Deducing Truth from Correlation

TL;DR

This paper introduces 'dependent component analysis', showing that with three independent noisy copies of data, one can accurately infer the true underlying distribution, extending concepts similar to independent component analysis.

Contribution

The paper demonstrates that three independent noisy copies are sufficient to recover the true distribution, introducing a new approach called dependent component analysis.

Findings

Three copies suffice for maximum precision in distribution estimation.

Invertibility is activated through multiple parallel data uses.

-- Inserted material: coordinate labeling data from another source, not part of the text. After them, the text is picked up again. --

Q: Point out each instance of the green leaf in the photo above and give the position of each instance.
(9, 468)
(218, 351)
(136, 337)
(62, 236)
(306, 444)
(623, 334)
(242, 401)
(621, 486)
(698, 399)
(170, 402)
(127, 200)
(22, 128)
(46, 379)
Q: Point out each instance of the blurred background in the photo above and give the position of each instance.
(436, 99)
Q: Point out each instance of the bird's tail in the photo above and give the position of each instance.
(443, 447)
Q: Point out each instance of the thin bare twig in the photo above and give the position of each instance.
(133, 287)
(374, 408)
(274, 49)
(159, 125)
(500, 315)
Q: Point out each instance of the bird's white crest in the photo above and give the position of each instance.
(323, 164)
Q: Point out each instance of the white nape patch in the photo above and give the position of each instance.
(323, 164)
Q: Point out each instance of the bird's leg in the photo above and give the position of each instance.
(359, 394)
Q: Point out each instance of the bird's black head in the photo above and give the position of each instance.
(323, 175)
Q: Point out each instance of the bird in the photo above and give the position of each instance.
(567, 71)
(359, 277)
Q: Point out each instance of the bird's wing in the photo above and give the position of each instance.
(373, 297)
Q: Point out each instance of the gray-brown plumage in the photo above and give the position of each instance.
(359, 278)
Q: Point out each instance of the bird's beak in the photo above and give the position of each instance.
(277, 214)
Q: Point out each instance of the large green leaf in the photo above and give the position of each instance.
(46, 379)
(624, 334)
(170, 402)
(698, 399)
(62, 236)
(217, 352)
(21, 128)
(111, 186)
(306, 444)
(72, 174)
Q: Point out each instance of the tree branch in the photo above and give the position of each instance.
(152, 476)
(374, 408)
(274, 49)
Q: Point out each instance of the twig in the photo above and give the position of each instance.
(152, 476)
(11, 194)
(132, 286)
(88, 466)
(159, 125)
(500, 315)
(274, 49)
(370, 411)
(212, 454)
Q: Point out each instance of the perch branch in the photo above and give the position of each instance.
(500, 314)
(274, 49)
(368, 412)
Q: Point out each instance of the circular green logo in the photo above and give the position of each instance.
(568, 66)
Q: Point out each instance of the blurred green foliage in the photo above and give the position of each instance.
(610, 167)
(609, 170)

Generalizations to different alphabet sizes are provided.

Abstract

This work is motivated by a question at the heart of unsupervised learning approaches: Assume we are collecting a number K of (subjective) opinions about some event E from K different agents. Can we infer E from them? Prima facie this seems impossible, since the agents may be lying. We model this task by letting the events be distributed according to some distribution p and the task is to estimate p under unknown noise. Again, this is impossible without additional assumptions. We report here the finding of very natural such assumptions - the availability of multiple copies of the true data, each under independent and invertible (in the sense of matrices) noise, is already sufficient: If the true distribution and the observations are modeled on the same finite alphabet, then the number of such copies needed to determine p to the highest possible precision is exactly three! This result can be seen as a counterpart to independent component analysis. Therefore, we call our approach 'dependent component analysis'. In addition, we present generalizations of the model to different alphabet sizes at in- and output. A second result is found: the 'activation' of invertibility through multiple parallel uses.